Healthy prospects for Egypt’s chemicals and plastics sector

Daily News Egypt
5 Min Read
Robert Tashima, Managing Editor of Africa at Oxford Business Group (Photo Courtesy of OBG)

By Oxford Business Group

Egypt’s chemicals and plastics sector is becoming an increasingly important contributor to industrial output and exports. With demand being driven by agriculture and fast-moving consumer goods (FMCG), the sector is likely to become an industrial heavyweight in the coming years.

The petrochemicals sector currently accounts for around 3% of the country’s GDP and 12% of the industrial sector, according to industry press, with the Egyptian Industrial Development Authority placing the plastics and petrochemical industry’s value at around $7.5bn last year.

While domestic use of plastics is already relatively high, there is further room for growth. Plastic consumption stood at 25 kg per capita in 2012, with demand growing by 6% per year since 2006. Although this ranks above the Middle Eastern average of 16 kg per capita, the European average is much higher, at around 136 kg, suggesting that demand could increase in line with economic growth.

Data also suggests potential for local production. Imported plastics currently account for 72% of domestic consumption, according to Sidi Kerir Petrochemicals (SIDPEC), a leading local producer. With imports increasingly constrained by foreign exchange shortages, local plastics manufacturers could see their market share rise.

Agro-chemicals are also expected to see a sharp uptick in domestic demand, as the government works to prepare more land for cultivation across the country. In August, the government expanded a land reclamation project for agriculture in the Western Desert from 1m to 1.5m feddans.
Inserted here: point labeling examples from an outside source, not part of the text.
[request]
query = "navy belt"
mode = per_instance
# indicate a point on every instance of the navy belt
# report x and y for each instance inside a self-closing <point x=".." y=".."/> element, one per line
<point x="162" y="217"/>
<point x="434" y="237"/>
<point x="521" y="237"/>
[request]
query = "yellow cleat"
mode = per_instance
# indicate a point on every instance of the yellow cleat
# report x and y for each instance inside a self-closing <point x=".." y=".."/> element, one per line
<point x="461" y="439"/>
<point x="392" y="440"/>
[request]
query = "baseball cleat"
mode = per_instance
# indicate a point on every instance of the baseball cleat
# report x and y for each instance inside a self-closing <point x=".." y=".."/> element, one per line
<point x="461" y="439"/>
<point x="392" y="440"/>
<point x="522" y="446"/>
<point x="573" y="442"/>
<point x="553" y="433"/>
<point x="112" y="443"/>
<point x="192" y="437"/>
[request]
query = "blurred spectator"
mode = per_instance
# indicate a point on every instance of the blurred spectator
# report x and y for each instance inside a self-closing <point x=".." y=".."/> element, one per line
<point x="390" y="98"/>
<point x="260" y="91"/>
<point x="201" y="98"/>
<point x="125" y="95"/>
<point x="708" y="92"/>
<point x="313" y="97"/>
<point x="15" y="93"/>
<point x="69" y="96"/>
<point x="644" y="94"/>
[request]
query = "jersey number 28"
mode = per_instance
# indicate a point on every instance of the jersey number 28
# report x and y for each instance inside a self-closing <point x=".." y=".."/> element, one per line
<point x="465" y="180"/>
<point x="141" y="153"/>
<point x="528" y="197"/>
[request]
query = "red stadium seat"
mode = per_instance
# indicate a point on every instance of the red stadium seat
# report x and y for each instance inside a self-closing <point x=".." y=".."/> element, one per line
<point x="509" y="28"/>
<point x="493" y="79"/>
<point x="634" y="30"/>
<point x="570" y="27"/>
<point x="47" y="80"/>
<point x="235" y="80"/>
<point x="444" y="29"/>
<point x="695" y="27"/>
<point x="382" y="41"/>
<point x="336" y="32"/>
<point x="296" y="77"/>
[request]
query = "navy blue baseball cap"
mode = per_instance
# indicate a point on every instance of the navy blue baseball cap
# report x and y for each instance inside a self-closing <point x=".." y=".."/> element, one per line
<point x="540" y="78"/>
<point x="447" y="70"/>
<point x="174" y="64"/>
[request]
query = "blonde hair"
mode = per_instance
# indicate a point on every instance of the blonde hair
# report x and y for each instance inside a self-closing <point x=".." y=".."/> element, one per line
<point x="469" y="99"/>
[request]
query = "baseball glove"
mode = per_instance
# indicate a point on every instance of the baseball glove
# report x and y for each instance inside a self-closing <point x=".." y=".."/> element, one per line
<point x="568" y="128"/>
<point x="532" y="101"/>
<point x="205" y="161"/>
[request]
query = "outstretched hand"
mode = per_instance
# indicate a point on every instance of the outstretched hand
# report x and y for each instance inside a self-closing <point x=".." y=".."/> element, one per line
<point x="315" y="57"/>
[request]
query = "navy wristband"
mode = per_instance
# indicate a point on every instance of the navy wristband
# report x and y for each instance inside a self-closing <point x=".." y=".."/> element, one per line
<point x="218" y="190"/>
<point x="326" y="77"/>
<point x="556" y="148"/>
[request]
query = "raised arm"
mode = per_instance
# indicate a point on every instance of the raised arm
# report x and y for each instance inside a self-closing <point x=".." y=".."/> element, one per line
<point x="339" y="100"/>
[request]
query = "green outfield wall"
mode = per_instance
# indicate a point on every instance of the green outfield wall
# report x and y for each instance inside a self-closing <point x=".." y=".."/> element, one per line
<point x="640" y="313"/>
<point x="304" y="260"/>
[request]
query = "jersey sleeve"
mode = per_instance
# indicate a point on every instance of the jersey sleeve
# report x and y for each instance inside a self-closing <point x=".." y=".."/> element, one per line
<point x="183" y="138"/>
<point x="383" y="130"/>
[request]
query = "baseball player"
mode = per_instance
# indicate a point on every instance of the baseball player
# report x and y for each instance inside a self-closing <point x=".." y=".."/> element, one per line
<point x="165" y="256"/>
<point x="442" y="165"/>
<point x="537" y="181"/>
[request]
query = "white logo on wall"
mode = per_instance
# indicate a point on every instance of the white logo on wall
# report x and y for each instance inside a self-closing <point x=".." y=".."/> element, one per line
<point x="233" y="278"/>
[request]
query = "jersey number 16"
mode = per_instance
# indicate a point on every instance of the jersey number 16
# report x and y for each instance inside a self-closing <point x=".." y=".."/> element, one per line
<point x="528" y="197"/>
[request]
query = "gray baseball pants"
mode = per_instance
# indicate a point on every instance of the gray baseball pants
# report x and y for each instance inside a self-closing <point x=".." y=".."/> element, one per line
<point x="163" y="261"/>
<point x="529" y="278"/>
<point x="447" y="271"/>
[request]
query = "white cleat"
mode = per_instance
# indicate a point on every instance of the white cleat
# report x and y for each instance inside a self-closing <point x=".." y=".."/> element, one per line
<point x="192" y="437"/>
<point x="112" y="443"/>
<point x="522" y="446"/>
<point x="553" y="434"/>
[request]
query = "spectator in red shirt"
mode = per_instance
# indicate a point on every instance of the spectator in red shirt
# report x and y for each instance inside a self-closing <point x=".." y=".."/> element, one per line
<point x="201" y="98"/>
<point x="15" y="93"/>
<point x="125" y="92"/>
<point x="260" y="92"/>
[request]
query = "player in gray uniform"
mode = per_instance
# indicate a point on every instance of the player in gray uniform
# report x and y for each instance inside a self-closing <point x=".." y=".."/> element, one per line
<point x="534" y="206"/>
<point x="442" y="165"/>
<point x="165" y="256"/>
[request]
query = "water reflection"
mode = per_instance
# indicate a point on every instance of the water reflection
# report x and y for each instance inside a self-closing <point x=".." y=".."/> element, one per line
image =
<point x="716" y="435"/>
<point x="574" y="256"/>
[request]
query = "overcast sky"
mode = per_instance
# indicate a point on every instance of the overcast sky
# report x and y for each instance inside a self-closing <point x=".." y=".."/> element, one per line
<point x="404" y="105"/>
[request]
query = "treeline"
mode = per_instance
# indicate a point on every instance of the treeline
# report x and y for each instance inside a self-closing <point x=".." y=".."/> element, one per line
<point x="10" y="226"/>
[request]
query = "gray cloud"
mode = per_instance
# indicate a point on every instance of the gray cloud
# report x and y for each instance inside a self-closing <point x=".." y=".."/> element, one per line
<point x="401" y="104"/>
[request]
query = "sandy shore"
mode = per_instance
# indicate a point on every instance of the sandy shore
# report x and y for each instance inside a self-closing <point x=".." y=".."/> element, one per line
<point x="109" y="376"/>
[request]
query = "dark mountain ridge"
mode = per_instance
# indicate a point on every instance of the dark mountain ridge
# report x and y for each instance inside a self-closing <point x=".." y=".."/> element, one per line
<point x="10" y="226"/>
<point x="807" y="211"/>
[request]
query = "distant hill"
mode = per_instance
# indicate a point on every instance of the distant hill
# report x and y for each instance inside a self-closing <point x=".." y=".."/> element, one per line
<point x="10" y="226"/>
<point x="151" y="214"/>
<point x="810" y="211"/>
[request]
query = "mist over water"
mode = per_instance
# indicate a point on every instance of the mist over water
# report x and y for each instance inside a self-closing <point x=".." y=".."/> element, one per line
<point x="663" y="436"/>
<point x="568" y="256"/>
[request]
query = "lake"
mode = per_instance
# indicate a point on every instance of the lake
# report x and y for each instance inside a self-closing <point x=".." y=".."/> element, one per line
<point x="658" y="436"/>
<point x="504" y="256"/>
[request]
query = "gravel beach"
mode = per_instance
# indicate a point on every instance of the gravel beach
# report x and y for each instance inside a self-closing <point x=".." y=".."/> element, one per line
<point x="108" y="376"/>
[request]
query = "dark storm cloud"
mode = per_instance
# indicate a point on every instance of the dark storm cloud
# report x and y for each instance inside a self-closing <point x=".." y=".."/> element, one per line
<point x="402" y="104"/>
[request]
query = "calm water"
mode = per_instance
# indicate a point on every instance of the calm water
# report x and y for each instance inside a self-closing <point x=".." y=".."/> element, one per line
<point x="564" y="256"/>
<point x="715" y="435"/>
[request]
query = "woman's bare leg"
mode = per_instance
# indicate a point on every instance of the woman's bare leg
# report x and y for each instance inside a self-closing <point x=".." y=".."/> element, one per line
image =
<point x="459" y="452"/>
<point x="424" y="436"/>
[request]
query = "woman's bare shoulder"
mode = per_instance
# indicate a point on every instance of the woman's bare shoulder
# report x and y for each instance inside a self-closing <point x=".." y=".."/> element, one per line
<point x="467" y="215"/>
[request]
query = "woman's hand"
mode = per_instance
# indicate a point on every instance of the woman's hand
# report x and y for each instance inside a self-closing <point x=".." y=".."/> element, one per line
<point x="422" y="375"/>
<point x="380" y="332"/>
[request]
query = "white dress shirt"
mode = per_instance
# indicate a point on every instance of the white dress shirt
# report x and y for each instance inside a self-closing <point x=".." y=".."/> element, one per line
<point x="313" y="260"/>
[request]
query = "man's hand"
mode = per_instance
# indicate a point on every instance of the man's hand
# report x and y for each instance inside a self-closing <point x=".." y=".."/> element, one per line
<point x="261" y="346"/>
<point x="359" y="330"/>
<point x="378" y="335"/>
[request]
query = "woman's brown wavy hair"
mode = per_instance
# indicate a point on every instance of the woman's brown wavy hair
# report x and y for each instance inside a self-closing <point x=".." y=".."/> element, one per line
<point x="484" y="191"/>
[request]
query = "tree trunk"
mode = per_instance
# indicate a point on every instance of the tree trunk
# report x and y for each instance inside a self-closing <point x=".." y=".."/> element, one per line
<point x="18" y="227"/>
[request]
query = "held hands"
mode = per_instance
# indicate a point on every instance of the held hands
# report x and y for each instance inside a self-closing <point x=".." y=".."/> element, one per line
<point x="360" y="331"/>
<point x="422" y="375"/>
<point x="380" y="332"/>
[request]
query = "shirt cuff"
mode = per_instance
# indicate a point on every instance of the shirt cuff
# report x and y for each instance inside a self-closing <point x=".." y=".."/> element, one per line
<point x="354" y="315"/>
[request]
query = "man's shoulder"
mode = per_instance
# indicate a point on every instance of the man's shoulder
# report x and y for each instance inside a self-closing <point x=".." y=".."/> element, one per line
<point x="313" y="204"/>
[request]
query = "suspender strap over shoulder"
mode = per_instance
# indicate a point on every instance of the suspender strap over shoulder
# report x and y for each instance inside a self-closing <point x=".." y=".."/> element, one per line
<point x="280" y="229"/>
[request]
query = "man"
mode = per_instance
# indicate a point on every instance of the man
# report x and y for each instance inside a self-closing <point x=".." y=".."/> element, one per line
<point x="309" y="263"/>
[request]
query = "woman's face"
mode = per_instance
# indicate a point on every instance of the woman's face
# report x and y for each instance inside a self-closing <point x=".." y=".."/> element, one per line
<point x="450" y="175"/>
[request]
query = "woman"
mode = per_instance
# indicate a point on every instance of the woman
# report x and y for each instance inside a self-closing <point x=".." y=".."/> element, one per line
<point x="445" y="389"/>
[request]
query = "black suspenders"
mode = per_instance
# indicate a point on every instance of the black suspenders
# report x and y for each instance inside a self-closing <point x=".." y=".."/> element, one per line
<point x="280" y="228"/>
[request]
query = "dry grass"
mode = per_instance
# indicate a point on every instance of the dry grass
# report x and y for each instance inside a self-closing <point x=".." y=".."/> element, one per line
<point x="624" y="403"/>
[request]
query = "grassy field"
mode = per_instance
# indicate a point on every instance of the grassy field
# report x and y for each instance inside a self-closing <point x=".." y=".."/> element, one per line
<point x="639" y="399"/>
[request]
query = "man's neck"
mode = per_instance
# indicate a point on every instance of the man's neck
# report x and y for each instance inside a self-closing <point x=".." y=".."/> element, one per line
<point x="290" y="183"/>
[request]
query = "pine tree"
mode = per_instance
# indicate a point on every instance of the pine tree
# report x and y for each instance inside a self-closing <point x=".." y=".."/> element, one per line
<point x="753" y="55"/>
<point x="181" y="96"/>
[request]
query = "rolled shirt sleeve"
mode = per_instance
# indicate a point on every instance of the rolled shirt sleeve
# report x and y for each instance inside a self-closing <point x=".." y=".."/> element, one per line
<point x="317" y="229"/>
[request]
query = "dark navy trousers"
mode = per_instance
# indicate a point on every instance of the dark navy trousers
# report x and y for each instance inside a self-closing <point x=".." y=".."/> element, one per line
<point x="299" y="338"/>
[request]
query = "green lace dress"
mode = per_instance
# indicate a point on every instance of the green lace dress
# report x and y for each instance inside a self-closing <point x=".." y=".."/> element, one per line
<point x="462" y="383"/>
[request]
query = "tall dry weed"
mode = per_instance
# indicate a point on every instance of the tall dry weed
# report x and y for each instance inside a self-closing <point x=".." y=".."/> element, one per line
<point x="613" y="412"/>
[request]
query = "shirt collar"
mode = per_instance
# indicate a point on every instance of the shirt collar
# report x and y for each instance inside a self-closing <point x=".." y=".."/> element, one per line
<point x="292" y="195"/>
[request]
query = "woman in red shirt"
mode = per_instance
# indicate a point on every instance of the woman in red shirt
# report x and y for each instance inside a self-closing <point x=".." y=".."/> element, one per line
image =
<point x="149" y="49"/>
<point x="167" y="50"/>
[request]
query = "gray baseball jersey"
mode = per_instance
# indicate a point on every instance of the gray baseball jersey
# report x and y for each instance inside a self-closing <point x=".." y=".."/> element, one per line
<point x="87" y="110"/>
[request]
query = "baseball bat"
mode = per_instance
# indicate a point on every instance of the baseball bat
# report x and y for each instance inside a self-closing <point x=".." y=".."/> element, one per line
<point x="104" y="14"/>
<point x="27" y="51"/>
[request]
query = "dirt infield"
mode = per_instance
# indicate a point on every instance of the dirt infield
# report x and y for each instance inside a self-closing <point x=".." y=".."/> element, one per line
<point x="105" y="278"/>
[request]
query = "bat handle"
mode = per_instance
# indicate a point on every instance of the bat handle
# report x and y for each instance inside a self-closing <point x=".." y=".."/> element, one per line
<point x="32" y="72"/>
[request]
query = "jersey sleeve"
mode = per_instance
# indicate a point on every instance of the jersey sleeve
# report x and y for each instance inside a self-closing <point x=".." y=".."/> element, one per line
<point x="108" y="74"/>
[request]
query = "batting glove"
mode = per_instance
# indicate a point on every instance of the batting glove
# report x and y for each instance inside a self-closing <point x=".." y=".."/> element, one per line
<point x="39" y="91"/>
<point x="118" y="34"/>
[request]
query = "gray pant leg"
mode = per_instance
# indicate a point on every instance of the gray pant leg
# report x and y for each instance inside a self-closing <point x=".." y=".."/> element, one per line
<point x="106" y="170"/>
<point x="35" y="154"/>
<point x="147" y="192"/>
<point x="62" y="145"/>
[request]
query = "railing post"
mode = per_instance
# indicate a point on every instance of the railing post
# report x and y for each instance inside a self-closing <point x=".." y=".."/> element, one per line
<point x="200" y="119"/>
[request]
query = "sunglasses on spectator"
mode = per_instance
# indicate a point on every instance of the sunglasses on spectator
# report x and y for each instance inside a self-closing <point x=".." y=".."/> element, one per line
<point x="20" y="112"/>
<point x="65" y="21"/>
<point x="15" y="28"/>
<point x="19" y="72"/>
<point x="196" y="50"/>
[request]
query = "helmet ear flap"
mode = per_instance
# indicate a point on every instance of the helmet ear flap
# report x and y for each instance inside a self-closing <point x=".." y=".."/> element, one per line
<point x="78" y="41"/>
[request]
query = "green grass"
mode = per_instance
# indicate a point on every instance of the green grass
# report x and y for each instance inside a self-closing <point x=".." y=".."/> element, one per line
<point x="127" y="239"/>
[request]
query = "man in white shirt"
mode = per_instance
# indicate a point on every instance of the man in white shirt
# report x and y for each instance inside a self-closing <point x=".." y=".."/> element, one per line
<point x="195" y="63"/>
These moves should ensure a large domestic market for a wide range of petrochemicals and finished products.

Beyond the domestic market, Egypt’s plastics industry has posted substantial export growth. While the broader industrial sector has faced headwinds and declining exports, the total value of Egyptian plastic exports rose 21% year-on-year in 2014 to reach EGP 10.6bn ($1.4bn), according to the Egyptian Chemical and Fertilisers Export Council.

The Egyptian Indian Polyester Company was the largest exporter, with EGP 1.5bn ($191.6m) worth of overseas sales, followed by the Egyptian Propylene & Polypropylene Company, with export revenues of EGP 1.3bn ($166m) over the year.

While issues related to the supply of power, gas and hard currency persist, last year’s export figures suggest that the sector is continuing to flourish, thanks in large part to Egypt’s proximity to many high-consuming markets.

Turkey accounted for the highest share of Egyptian plastics exports last year, with nearly one-third of the total sold, at EGP 2bn ($255.3m). This was followed by Italy (EGP 877.7m, $112.1m), Belgium (EGP 736.6m, $97.5m), Iraq (EGP 531.7m, $67.9m) and Spain (EGP 497.5m, $63.5m).

Strong demand both at home and abroad has prompted foreign players to explore investment opportunities in petrochemicals and plastics production within Egypt.

Indian chemicals firm Sanmar announced plans in April to undertake further expansion within the country, according to local press, in a bid to establish itself as the largest producer of PVC and caustic soda in the Middle East and North Africa region. The company is set to invest some $350m to expand its Trust Chemical Industries plant in Port Said, bringing its total investment in the country to $1.45bn.

Private sector involvement will also benefit from the government’s National Petrochemicals Plan, a 20-year development programme that is now entering its third phase. Under the strategy, the country hopes to substantially boost petrochemicals output and double ethylene capacity by 2020. The initiative is also expected to foster development of downstream plastics and fibres.

While the current economic situation could see some plans delayed, the prospects for the industry are healthy and the sector is expected to attract further investment going forward.